GC Strategies a notamment participé à l’élaboration des critères pour l’appel d’offres qu’elle a remporté sans processus concurrentiel. Mais la vérificatrice générale n’a pas pu trouver de documentation sur les discussions entre la firme et l’ASFC pour justifier un premier contrat de 2,35 millions en avril 2020.

GC Strategies a aussi invité les hauts fonctionnaires responsables du dossier à une dégustation de whisky par la suite, jetant un doute sur l’impartialité du processus.

Elle a noté mercredi au comité des comptes publics que SPAC avait soulevé des questions sur le processus sans appel d’offres, mais que l’ASFC avait tout de même décidé d’aller de l’avant. Mme Hogan a aussi relevé que le Ministère avait cosigné plusieurs autorisations de tâches sans description ou éléments, ce qui ne permettait pas de déterminer si le travail avait bel et bien été effectué. « Ça a fait augmenter la valeur du contrat sans aucun bénéfice additionnel », a-t-elle affirmé.

Les hauts fonctionnaires de SPAC ont indiqué au comité avoir ajouté de nouvelles mesures de contrôle pour éviter que cela se reproduise.

Appelés à témoigner

Par ailleurs, le Comité des opérations gouvernementales et des prévisions budgétaires a finalement adopté mercredi une motion exigeant que les deux associés de GC Strategies, Kristian Firth et Darren Anthony, soient de nouveau appelés à témoigner dans la foulée de la publication du rapport de la vérificatrice générale. Ceux-ci ont déjà répondu aux questions des parlementaires à deux reprises, mais ils ont décliné une troisième citation à témoigner en décembre en invoquant des problèmes de santé mentale.

À l’instar des tribunaux, les comités parlementaires ont le pouvoir de contraindre des témoins à comparaître.

La motion adoptée prévoit que des démarches soient entreprises pour faire comparaître les témoins après un délai de 21 jours et que le sergent d’armes soit chargé de faire respecter cet avis à comparaître. Toutefois, les élus ont convenu de tenir compte de l’état de santé des deux individus avant de faire appel aux services du sergent d’armes.

Avec la collaboration de William Leclerc, La Presse

De hauts fonctionnaires ne démentent pas la somme de 250 millions

Ni le sous-ministre délégué du ministère des Services publics et de l’Approvisionnement ni un sous-ministre adjoint n’ont démenti mercredi la valeur de 258 millions en contrats obtenus par la firme GC Strategies du gouvernement fédéral depuis 2015. Ce nombre, ou sa version arrondie de 250 millions, ont pourtant été mentionnés à quatre reprises par des députés en comité parlementaire lors des témoignages de Michael Mills et de Dominic Laporte.
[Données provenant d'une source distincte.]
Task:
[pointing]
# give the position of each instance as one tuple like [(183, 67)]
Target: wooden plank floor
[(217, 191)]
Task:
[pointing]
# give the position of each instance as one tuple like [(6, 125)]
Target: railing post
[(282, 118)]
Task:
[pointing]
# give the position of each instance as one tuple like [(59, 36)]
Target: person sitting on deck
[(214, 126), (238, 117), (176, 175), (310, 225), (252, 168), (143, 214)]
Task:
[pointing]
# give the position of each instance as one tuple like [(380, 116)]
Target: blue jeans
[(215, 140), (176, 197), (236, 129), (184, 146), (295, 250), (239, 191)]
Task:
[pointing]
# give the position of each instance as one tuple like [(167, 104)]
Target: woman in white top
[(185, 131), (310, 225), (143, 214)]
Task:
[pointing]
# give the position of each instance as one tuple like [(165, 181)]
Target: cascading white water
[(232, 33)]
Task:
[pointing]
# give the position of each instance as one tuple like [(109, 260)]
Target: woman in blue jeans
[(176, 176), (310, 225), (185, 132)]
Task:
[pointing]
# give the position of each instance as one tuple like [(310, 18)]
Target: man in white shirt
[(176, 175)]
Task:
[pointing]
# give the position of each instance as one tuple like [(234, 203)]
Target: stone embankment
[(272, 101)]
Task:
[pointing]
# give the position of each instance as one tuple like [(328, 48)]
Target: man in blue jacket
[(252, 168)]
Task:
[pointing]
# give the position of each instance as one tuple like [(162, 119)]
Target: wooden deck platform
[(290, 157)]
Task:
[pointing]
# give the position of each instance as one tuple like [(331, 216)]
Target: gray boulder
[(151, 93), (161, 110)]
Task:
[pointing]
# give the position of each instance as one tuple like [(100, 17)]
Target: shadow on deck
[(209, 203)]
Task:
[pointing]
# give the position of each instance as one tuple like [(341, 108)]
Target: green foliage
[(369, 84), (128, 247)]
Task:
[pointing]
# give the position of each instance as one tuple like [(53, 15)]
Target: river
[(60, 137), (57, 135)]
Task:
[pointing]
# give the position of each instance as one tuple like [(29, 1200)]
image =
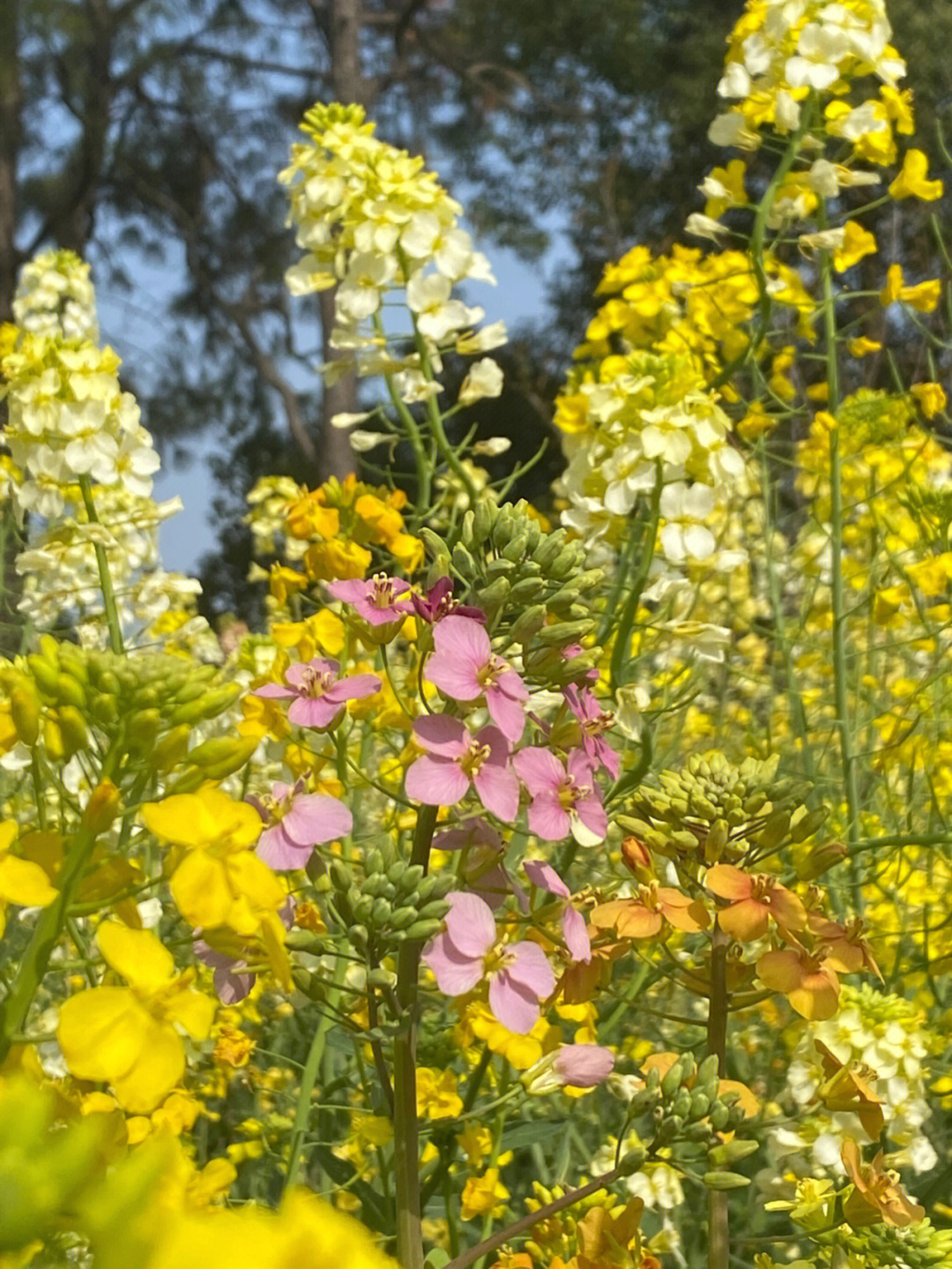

Questionnés par La Presse à savoir pourquoi ils n’avaient pas corrigé le nombre avancé par les députés, MM. Mills et Laporte ont été incapables de donner une explication.

« Nous ne sommes pas présentement en mesure de dire », a dit le sous-ministre adjoint de la Direction générale des programmes de l’approvisionnement du Ministère, Dominic Laporte, s’empressant d’indiquer que ce n’était pas une réponse officielle à la question avant de nous diriger vers les communications de son ministère. Il a également félicité La Presse pour ses reportages sur l’affaire GC Strategies avant de quitter la salle.

Le Ministère avait mis en doute la compilation effectuée par La Presse à partir des données ouvertes du gouvernement selon laquelle GC Strategies, une firme qui ne compte que deux associés qui travaillent de la maison, avait obtenu plus d’une centaine de contrats de divers ministères et agences totalisant 258 millions depuis 2015. La confusion règne sur la valeur totale de ces contrats. Le Ministère évoque plutôt la somme de 59,8 millions pour 34 contrats, alors qu’une compilation soumise à la Chambre des communes totalise 96 millions.